11.Male ownership of female fertility made women brood mares and children assets. This didn't originate with religion, but the idea that women were created for this purpose, and if a woman should die in childbearing, she was made to do it, most certainly did. Traditional religions variously asserts that men have a god-ordained right to give women in marriage, take them in war, exclude them from heaven, and kill them if the origins of their offspring can’t be assured. Hence Catholicism’s maniacal obsession with the virginity of Mary and female martyrs. Islam’s maniacal obsession with covering the female body began with this concept. Evangelical promise rings, and gender segregated sidewalks in Jerusalem and Orthodox Jewish women wearing wigs over shaved heads in New York, also comes from these beliefs.
As we approach the limits of our planetary life support system and stare dystopia in the face, defining women as breeders and children as assets becomes even more costly. We now know that resource scarcity is a conflict trigger and that demand for water and arable land is growing even as both resources decline. And yet, a pope who claims to care about the desperate poor lectures them against contraception while Muslim leaders ban vasectomies in a drive to out-breed their enemies.
12.Bibliolatry (aka Book Worship) – Preliterate people handed down their best guesses about gods and goodness by way of oral tradition. They made objects of stone and wood, idols, to channel their devotion. Their notions of what was good and what was Real and how to live in a moral community with each other were free to evolve as culture and technology changed. The advent of the written word changed that. As our Iron Age ancestors recorded and compiled their ideas into sacred texts, these texts allowed their understanding of gods and goodness to become static. The sacred texts of Judaism, Christianity and Islam forbid idol worship, but over time the texts themselves became idols, and many modern believers practice what is essentially,"book worship", known as "Bibliolatry".

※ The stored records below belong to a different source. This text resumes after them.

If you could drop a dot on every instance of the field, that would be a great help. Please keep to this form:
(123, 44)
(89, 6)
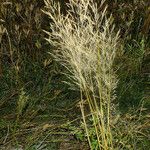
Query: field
(74, 75)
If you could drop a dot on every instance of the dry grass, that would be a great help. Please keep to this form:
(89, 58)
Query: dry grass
(86, 45)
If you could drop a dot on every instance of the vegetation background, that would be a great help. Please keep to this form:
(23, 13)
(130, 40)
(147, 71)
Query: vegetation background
(37, 110)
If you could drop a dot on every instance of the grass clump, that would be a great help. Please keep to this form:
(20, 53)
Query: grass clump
(86, 46)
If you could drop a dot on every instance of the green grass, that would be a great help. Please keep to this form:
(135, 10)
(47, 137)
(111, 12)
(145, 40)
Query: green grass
(39, 111)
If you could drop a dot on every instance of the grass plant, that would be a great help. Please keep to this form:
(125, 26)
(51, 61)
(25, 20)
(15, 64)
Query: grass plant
(86, 46)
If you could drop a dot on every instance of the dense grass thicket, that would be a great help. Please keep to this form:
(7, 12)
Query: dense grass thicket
(74, 75)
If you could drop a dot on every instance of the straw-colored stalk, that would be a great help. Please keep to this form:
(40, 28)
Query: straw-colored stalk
(86, 46)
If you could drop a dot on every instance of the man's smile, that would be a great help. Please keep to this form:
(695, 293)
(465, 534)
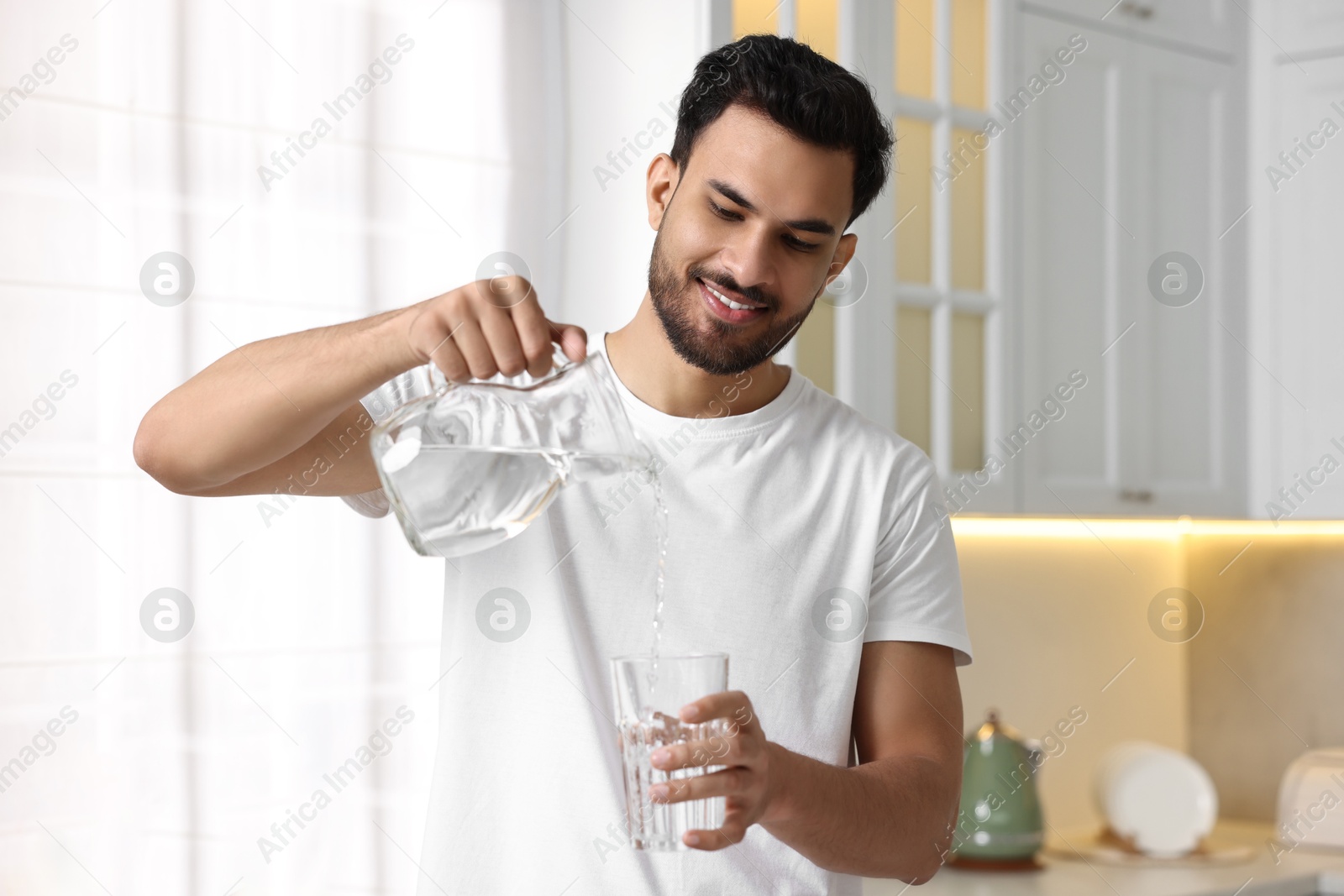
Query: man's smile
(729, 305)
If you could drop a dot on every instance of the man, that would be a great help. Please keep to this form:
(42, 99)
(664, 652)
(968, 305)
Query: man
(804, 542)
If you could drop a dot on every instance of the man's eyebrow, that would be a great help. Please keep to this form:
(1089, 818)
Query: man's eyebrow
(808, 224)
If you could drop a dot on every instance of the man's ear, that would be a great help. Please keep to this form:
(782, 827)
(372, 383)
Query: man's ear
(659, 187)
(844, 251)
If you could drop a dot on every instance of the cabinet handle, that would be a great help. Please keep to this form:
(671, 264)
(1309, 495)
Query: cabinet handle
(1136, 9)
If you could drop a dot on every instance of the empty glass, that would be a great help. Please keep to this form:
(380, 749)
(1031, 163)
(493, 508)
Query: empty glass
(647, 710)
(475, 463)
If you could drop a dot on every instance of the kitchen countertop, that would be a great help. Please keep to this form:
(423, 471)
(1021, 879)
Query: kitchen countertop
(1297, 873)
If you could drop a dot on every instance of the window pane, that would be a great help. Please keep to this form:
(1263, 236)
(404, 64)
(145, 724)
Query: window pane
(819, 22)
(968, 208)
(914, 47)
(968, 54)
(754, 16)
(914, 201)
(815, 342)
(913, 375)
(968, 385)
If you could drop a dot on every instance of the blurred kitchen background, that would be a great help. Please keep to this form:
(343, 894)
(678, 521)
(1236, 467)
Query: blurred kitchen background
(1151, 228)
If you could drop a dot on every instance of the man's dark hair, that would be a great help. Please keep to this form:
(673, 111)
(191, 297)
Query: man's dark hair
(806, 93)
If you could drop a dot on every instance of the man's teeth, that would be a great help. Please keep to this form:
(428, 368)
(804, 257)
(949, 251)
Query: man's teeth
(729, 301)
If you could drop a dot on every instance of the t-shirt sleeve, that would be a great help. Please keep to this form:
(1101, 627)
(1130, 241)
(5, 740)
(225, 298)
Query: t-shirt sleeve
(916, 591)
(381, 403)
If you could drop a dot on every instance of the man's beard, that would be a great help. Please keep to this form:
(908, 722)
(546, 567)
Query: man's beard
(718, 354)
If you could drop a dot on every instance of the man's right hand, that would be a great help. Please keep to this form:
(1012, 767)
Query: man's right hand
(491, 327)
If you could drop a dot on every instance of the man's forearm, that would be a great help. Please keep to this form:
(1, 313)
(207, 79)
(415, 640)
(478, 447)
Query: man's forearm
(885, 819)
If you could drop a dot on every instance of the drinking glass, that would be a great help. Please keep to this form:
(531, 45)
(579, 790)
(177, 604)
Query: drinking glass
(647, 703)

“...Because the faith of Islam is perfect, it does not allow for any innovations to the religion.” This statement illustrates a lack of information about the origins and evolution of religious dogmas. It sums up the challenge all religions face moving forward. Imagine if a physicist said, “Because our understanding of physics is perfect, it does not allow for any innovations to the field.”
Adherents who think their faith is perfect, are not just naïve or ill informed. They are developmentally arrested, and in the case of the world’s major religions, they are anchored to the Iron Age, a time of violence, slavery, desperation and early death.
Ironically, the mindset that our sacred texts are perfect betrays the very quest that drove our ancestors to write those texts. Each of the men who wrote part of the Bible, Quran, or Gita took his received tradition, revised it, and offered his own best articulation of what is good and real. We can honor the quest of our spiritual ancestors, or we can honor their answers, but we cannot do both.
Religious apologists often try to deny, minimize, or explain away the sins of scripture and the evils of religious history. “It wasn’t really slavery.” “That’s just the Old Testament.” “He didn’t mean it that way.” “You have to understand how bad their enemies were.” “Those people who did harm in the name of God weren’t real [Christians/Jews/Muslims].” Such platitudes may offer comfort, but denying problems exist doesn’t solve them. Change comes with introspection and insight. The willingness to acknowledge our faults and flaws while still embracing our strengths and potential for growth is what enables us to evolve as a society.
We don’t need defenders of religion’s status quo.We need real reformation, as radical as that of the 16th Century and much, much broader. It is only by acknowledging religion’s worst ideas that we have any hope of embracing the best.